1 of 26

Experiencing M I S

Tenth Edition

Chapter Extension 14

Data Breaches

2 of 26

Study Questions

C E 14.1 What is a data breach?

C E 14.2 How do data breaches happen?

C E 14.3 How should organizations respond to data breaches?

C E 14.4 What are the legal consequences of a data breach?

C E 14.5 How can data breaches be prevented?
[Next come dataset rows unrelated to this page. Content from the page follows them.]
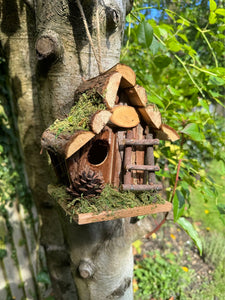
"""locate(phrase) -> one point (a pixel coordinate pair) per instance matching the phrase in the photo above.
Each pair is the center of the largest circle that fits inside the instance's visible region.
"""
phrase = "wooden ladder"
(148, 168)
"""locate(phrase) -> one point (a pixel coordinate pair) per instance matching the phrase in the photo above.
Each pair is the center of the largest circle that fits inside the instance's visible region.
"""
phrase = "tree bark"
(48, 55)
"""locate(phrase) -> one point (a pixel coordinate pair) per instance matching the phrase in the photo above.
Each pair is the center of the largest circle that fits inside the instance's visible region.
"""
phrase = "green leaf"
(178, 205)
(193, 131)
(216, 80)
(174, 45)
(220, 11)
(204, 104)
(212, 5)
(154, 46)
(145, 34)
(162, 61)
(212, 18)
(43, 277)
(221, 208)
(187, 226)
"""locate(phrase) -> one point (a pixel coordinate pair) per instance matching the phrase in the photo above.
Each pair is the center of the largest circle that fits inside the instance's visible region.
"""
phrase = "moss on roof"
(79, 116)
(110, 200)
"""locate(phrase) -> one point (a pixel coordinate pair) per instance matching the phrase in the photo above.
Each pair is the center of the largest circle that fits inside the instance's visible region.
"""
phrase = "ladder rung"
(142, 187)
(142, 167)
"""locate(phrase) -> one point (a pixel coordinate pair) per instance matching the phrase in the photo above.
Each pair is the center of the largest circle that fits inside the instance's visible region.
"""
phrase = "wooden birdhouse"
(107, 140)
C E 14.6 What is your role in I S Security?

3 of 26

Costs of Handling Data Breaches

C E 14.1 What is a data breach?

A data breach happens when an unauthorized person views, alters, or steals secured data

During 2020 more than 37 billion records were stolen in 3,932 data breaches
It’s likely that nearly everyone lost their records at least once in 2019

A single data breach in the U.S. costs an organization $3.9 million
The average cost of losing a single record is $150

4 of 26

Costs of Handling a Data Breach

C E 14.1 What is a data breach?

Direct Costs

Notification
Detection
Escalation
Remediation
Legal fees and consultation

Indirect Costs

Loss of reputation
Abnormal customer turnover
Increased customer acquisition activities
Additional $1.4 million per incident in U.S.

5 of 26

What Are the Odds?

C E 14.1 What is a data breach?

28% chance of experiencing a data breach over any given 24-month period.

6 of 26

Well-Known Data Breaches

C E 14.1 What is a data breach?

Figure C E 14.1 Well-Known Data Breaches

While Edward Snowden and Bradley Manning may have gotten more press because they stole classified documents, the data breaches shown in the figure directly affected the lives of billions of people.

Long Description:

The vertical axis of the graph represents the number of records stolen ranging from 0 to 1,200,000,000, in increments of 200,000,000. The horizontal axis of the graph represents the years from 2008 to 2021, in increments of 1 year. The number of records stolen in the different companies are approximately as follows: Heartland Payment Systems Inc.: 2009, 100,500,000; LinkedIn: 2012, 180,000,000; Adobe Systems: 2013, 175,000,000; Ebay Inc., 2014, 170,000,000; Yahoo Inc.: 2014, 480,000,000; MySpace: 2016, 380,000,000; Friend Finder Network: 2017, 400,010,000; Equifax: 2017, 168,000,000; Marriott International, 2018, 485,000,000; Twitter: 2018, 360,000,000; Under Armour: 2018, 175,000,000; First American Corp.: 2019, 910,000,000; Facebook: 2019, 585,000,000; Indian citizens: 2019, 300,000,000; Canva: 2019, 190,000,000; Sina Weibo: 2020, 580,000,000; Estee Lauder: 2020, 500,000,000; Microsoft: 2019, 190,000,000; Tetrad: 2020, 175,000,000. All values are approximated. The coordinates are a circle with a circle for First American Corp being the largest and that for Tetrad being the smallest.

7 of 26

The Largest Data Breaches

C E 14.1 What is a data breach?

Three largest data breaches are so enormous that they would have caused the other data points to be unreadable by comparison
Some mega data breaches include Yahoo! Inc. (3 billion), Keepnet Labs (5 billion), Advanced Info Service (8 billion), and C A M 4 (10 billion)

8 of 26

Why Do Data Breaches Happen?

C E 14.1 What is a data breach?

67% are hackers trying to make money from:

Personally identifiable information (P I I)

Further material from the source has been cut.